The text was updated successfully, but these errors were encountered:

davehowell · 2018-12-17T04:51:26Z

@chrismorgan-hb @danawillow I would really appreciate your comments, or close if this is not a bug, thanks.

danawillow · 2018-12-17T19:10:12Z

I think having it as a separate resource is going to be the cleanest solution to this. When Terraform is running, it creates the dependency graph and then creates/updates each resource individually in order. So, if you were to create everything without the view and then manually edit your config to add the view later, that should work just fine (as long as you aren't introducing a circular dependency via interpolation). However, I agree that users should be able to set up their infrastructure by running Terraform just once, so this should be fixed. Since this seems like something that can be worked around, I don't think we can realistically prioritize fixing it immediately, but if you open a PR for the fix someone will look at it.

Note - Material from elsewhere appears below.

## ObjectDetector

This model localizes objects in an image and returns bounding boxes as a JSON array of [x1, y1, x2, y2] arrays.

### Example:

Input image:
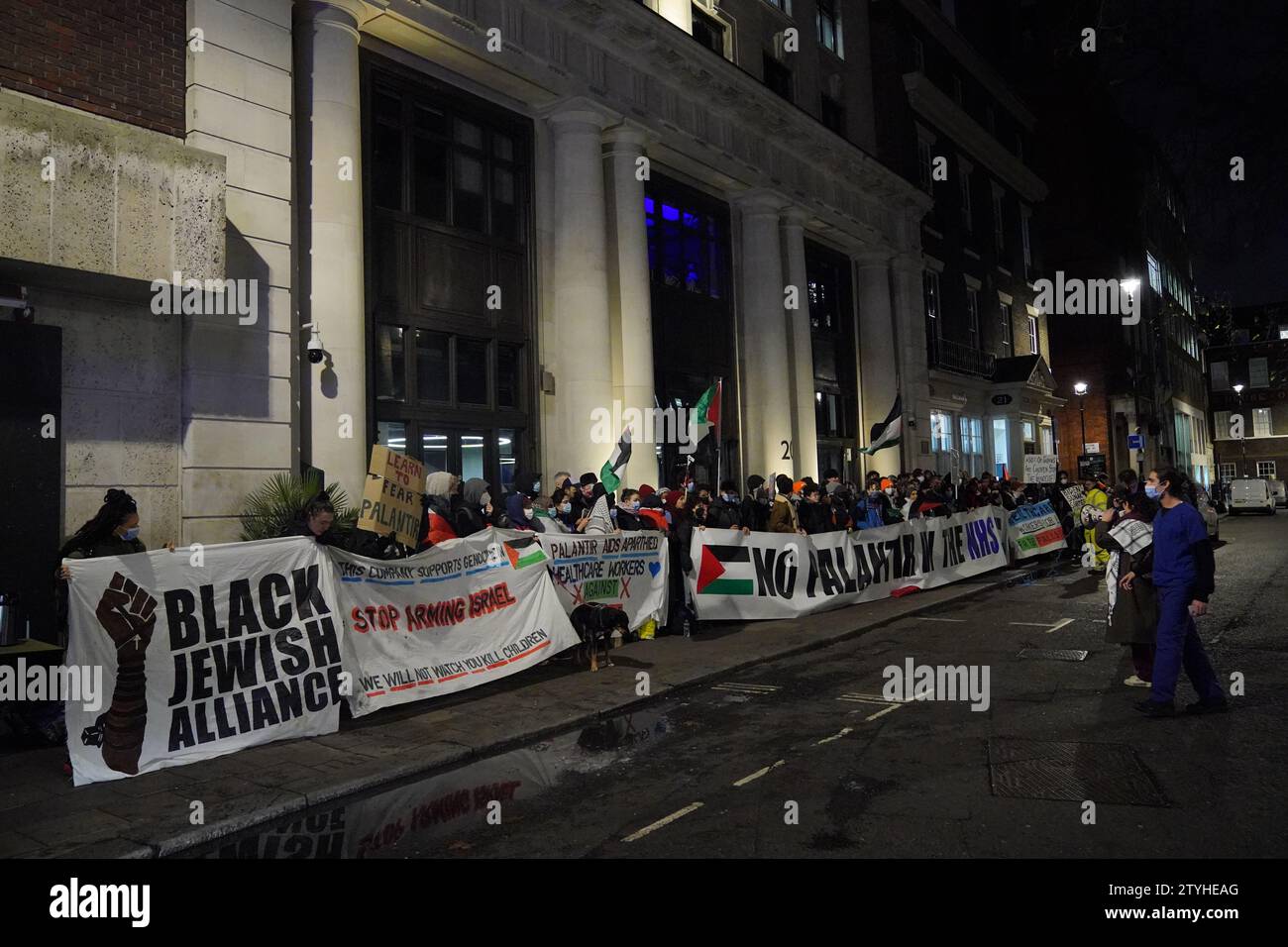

davehowell · 2018-12-17T22:55:54Z

Thank you Dana for your comments. If I get around to learning golang then sure I would love to submit a PR, but realistically that's unlikely in the short term. In the meantime yes I've worked around this using the above python script called by a data.external resource where I have defined explicit depends_on. ~~I'll post that here~~ I've added that to the issue described above if others find that a useful workaround, however perhaps a note should be made in the docs that access block currently doesn't work as intended for views.

I agree its probably the least common use case for adding access so not a high priority especially given the workaround.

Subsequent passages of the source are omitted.